On replacing UnsafeCell

How would this handle safe cells, like Cell and Mutex?

If you write a structure with a field of type Cell, that puts an UnsafeCell inside the structure, but the wrapper Cell around it makes certain guarantees (that it's always initialised, only accessed from the current thread, and only accessed via swaps and copies). The wrapper type seems useful here, because a *mut T or *mut Cell<T> wouldn't be usable from safe code (whereas a Cell can be).

The only way to make it work would be to say "form a reference to the wrapper struct, then have the unsafe cell operations happen inside that struct". But then you could implement UnsafeCell the same way (as a wrapper struct that has one "twilight field"), and avoid the complication of needing a new language feature – it's almost always better to use a standard library type than a language feature in places where the syntax doesn't become too unergonomic.

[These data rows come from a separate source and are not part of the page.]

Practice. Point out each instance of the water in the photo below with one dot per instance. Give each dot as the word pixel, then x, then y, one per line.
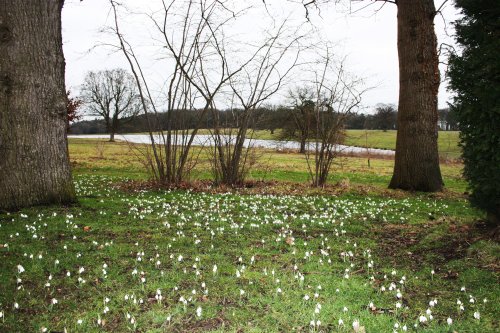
pixel 207 140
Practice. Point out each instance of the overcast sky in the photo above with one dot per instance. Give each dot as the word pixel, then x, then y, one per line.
pixel 368 38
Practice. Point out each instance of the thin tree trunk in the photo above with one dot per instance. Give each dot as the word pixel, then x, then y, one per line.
pixel 417 160
pixel 302 149
pixel 34 162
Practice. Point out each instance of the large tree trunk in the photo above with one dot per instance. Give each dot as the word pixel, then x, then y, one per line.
pixel 34 162
pixel 417 160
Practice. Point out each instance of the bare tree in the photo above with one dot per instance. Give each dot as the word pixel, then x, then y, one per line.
pixel 112 95
pixel 417 159
pixel 198 73
pixel 337 96
pixel 385 117
pixel 302 116
pixel 34 161
pixel 260 78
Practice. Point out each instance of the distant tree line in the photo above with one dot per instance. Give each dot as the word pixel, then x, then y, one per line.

It's worth noting that there's no significant difference in practice between &UnsafeCell<T> and *mut T: &UnsafeCell has a lifetime, but I think raw pointers should also have a lifetime (that reflects how long their provenance is valid, rather than saying anything about the reference target), because dereferencing a pointer without provenance is always undefined behaviour and the lifetime helps to prevent you doing that by mistake.

The reason that UnsafeCell exists separately from a pointer is that if it isn't behind a shared reference, e.g. if you have &_mut_ UnsafeCell<T>, it can be dereferenced in safe code. UnsafePinned exists to disable that ability, and is a lot less commonly used than cells are (and thus it doesn't really make sense to combine the features).

In terms of the rest of your motivation, I think ManuallyDrop is unrelated (ManuallyDrop<Box<T>> causes problems because you can't move a dropped Box, but in that scenario, you are accessing by value not by reference), and although there may be a connection to !Unpin, it's somewhat complicated and it's unclear how this proposal would simplify things. (Merely containing a cell doesn't make something !Unpin, after all: types are !Unpin if they're address-sensitive or contain self-references, and although I think it can make sense to view a self-reference as a type of cell, most cells aren't used for that purpose and don't prevent types being Unpin. For example, both Cell and UnsafeCell implement Unpin if their contents do.)